Venance répondit avec empressement à l'appel qu'on venait de faire à son zèle. Il se rendit au concile, qui s'ouvrit au lieu et au temps marqués et dura dix jours. Il y trouva vingt-trois évêques, qui vivaient sous le sceptre de Sigismond, son père, et le député d'un prélat qui était absent. Venance déploya dans ce concile toute sa science, tout son zèle pour la réforme des mœurs publiques et la restauration de la discipline ecclésiastique, nécessairement altérées par l'invasion des Barbares et la présence des hérétiques. Il concourut à la rédaction de quarante canons, monument glorieux de sa sollicitude pastorale et de celle des Pères de cette assemblée. Ces canons regardent les clercs, les biens ecclésiastiques, la liturgie sacrée, les monastères d'hommes et de femmes, etc. Les règles tracées par les Pères de cette assemblée paraissaient si sages à un grand évêque de Valence, qu'il s'écriait : « Puissé-je les aimer et les faire aimer aux autres autant qu'elles le méritent ! »

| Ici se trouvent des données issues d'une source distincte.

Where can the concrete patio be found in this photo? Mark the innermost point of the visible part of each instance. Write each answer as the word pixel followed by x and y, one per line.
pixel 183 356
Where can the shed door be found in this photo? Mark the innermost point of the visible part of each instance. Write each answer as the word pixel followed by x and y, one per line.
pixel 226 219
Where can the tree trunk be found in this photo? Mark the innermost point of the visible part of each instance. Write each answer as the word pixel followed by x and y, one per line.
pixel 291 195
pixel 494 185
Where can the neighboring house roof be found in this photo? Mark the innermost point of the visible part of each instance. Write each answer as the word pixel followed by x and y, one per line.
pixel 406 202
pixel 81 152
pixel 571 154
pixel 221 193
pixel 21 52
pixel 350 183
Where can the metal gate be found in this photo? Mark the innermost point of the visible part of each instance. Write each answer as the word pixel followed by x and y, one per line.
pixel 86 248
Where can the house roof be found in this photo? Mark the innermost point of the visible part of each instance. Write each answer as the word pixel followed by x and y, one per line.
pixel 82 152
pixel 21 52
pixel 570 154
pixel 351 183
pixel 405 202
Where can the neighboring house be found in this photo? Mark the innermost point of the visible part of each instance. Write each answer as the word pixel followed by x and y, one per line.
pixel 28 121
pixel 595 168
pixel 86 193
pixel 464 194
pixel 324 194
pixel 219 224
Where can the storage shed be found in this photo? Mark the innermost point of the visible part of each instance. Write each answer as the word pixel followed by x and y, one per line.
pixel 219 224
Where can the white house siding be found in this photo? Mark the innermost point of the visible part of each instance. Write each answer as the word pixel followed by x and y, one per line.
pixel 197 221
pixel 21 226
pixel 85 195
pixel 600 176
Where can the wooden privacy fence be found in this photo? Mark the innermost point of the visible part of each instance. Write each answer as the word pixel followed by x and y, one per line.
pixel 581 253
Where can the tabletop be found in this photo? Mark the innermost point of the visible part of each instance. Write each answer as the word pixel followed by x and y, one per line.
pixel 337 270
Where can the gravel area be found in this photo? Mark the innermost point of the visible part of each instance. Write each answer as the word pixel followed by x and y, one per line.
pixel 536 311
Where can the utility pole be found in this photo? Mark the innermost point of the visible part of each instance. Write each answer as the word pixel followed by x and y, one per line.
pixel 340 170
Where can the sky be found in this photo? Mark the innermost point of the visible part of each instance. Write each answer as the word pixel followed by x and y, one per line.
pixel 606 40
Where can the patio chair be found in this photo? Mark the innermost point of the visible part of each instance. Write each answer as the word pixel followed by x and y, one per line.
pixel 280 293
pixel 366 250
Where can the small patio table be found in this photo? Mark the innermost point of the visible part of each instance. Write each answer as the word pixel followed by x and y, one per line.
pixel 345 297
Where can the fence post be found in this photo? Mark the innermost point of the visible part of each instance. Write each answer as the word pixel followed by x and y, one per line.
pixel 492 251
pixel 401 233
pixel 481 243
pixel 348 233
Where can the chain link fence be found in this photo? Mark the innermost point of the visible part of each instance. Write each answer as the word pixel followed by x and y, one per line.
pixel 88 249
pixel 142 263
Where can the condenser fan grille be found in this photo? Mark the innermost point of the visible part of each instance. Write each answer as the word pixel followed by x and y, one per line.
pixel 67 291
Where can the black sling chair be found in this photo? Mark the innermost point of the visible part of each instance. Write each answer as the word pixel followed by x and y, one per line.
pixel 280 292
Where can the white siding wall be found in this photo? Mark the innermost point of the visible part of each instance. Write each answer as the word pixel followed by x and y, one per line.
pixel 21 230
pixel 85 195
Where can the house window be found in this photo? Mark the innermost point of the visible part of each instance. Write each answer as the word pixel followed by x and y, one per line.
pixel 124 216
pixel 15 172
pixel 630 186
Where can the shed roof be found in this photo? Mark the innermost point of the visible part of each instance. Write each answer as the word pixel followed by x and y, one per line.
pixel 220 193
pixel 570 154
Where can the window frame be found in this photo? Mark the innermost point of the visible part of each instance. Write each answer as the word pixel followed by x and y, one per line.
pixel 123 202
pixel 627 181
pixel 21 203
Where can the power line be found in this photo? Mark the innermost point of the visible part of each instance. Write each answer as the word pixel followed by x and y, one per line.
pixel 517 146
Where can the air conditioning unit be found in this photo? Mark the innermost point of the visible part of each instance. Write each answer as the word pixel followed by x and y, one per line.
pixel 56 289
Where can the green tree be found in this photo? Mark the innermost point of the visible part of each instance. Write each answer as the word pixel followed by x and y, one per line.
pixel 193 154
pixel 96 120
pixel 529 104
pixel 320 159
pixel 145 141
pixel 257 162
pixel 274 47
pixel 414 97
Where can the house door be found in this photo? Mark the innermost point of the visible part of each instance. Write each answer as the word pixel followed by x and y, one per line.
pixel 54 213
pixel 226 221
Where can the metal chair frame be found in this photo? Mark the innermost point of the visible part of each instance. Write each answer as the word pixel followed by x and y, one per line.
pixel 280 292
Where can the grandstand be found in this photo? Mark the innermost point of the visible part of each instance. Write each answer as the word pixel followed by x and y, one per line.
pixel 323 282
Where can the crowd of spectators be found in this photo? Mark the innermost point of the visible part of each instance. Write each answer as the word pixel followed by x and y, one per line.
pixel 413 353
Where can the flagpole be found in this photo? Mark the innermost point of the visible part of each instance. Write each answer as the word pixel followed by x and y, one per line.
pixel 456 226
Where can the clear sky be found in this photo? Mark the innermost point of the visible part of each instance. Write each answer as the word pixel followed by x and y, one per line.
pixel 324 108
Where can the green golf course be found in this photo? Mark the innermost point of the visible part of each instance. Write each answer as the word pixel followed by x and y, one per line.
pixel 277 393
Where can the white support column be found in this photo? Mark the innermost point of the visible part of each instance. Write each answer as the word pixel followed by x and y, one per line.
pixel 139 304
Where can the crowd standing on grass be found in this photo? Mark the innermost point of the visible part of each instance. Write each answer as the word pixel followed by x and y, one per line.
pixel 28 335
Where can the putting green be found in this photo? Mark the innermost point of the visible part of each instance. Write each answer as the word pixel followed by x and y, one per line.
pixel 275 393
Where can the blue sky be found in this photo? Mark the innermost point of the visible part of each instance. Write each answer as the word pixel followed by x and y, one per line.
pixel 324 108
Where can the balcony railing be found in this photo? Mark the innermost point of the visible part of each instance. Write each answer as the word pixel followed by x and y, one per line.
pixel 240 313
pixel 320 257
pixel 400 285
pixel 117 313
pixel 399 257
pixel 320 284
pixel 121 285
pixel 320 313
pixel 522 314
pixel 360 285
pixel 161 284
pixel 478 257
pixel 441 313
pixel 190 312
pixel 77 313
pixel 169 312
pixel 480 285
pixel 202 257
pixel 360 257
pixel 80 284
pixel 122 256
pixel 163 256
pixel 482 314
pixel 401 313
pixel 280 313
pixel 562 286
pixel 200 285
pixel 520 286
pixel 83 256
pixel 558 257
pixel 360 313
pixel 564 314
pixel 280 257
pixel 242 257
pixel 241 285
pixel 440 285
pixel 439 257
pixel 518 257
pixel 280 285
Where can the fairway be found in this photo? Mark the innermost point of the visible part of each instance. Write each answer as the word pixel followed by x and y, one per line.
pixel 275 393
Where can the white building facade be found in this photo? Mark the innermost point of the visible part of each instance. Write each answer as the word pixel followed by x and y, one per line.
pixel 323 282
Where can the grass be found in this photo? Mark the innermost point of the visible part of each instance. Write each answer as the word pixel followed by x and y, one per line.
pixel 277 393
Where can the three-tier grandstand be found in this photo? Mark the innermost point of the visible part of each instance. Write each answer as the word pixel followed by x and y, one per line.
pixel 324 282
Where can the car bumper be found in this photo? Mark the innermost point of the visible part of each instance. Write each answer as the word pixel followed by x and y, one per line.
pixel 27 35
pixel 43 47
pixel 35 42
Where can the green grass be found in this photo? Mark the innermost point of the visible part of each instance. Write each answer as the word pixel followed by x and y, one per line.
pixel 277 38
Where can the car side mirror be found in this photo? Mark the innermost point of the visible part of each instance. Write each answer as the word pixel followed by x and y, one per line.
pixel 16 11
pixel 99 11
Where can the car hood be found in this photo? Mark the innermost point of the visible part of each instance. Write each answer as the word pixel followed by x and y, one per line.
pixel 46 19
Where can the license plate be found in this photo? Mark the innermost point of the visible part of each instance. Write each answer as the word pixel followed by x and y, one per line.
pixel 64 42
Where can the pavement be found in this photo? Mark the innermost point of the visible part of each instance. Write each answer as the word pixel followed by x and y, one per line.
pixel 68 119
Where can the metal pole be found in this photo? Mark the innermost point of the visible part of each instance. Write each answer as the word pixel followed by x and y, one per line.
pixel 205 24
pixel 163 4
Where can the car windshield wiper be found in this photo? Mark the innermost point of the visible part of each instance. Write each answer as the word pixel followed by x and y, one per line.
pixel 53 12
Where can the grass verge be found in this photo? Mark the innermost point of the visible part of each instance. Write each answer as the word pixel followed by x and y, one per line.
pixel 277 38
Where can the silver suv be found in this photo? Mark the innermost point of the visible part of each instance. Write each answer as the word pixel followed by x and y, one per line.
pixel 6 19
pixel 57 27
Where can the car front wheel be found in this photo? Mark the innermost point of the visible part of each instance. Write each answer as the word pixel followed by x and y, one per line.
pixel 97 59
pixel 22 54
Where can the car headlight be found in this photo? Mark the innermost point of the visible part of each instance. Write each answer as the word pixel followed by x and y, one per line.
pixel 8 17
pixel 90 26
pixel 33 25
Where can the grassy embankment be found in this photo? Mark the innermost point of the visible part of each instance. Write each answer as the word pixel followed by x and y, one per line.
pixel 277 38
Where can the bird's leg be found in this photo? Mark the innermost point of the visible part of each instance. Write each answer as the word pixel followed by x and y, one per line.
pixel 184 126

Viviers n'eut qu'à se féliciter du heureux choix qu'on avait fait. À peine Venance eut-il à la main ce bâton pastoral tant redouté de son humilité, qu'il déploya toutes les merveilleuses qualités qui font ces grands évêques qu'admirent également le ciel et la terre. Animé de la foi la plus vive, embrasé du zèle le plus ardent, il s'efforça de répandre autour de lui la connaissance et l'amour de Dieu. Par ses fréquentes et éloquentes prédica-

tions, il affermit le juste dans la voie de la vertu, il y ramena les infortunés qui l'avaient abandonnée. À l'exemple de son père Sigismond, ce courageux et puissant adversaire de l'erreur, il travailla avec ardeur à l'extinction de l'Arianisme, qui avait fait tant de ravages dans l'Église catholique et qui continuait à désoler une portion de celle de Viviers. Il savait combien la discipline ecclésiastique est importante, soit au point de vue de la sainteté des clercs, soit au point de vue du salut des simples fidèles. Aussi ne négligea-t-il rien pour la rétablir et la rendre florissante, conformément aux décrets du concile d'Épaone, auquel il avait assisté. Il s'appliqua également à faire observer les canons des autres conciles qui furent célébrés avant ou pendant son glorieux épiscopat. Rien n'était plus beau ni plus édifiant que le spectacle qu'il offrait à tous les regards. On admirait, dans cet illustre Pontife, le zèle des Apôtres, la science des docteurs, la munificence des princes. La merveilleuse influence qu'il exerçait sur les esprits, et qui, peut-être, venait moins de son auguste caractère et de sa royale naissance, que de l'éclat de sa sainteté et de ses qualités personnelles, lui permettait de faire les choses les plus admirables. Il était dévoré d'un zèle ardent pour la gloire de la maison de Dieu. Il fit les plus généreux efforts pour rendre les édifices religieux dignes du grand Dieu auquel ils sont consacrés et qu'il remplit de sa majesté. Il comprenait l'importance de ces belles et vastes églises où les populations chrétiennes s'agenouillent au pied des autels, où elles se pressent devant la chaire sacrée, autour des saints tribunaux, où elles participent aux sacrements, qui sont pour elles une source inépuisable de lumière, de force et de consolations. Placé, pour ainsi dire, à l'aurore de ce moyen âge si fameux par les merveilles qu'il enfanta, il entra glorieusement dans cette ère mémorable, où nos évêques élevèrent les superbes basiliques romanes et gothiques que le XIXe siècle admire avec tant de raison.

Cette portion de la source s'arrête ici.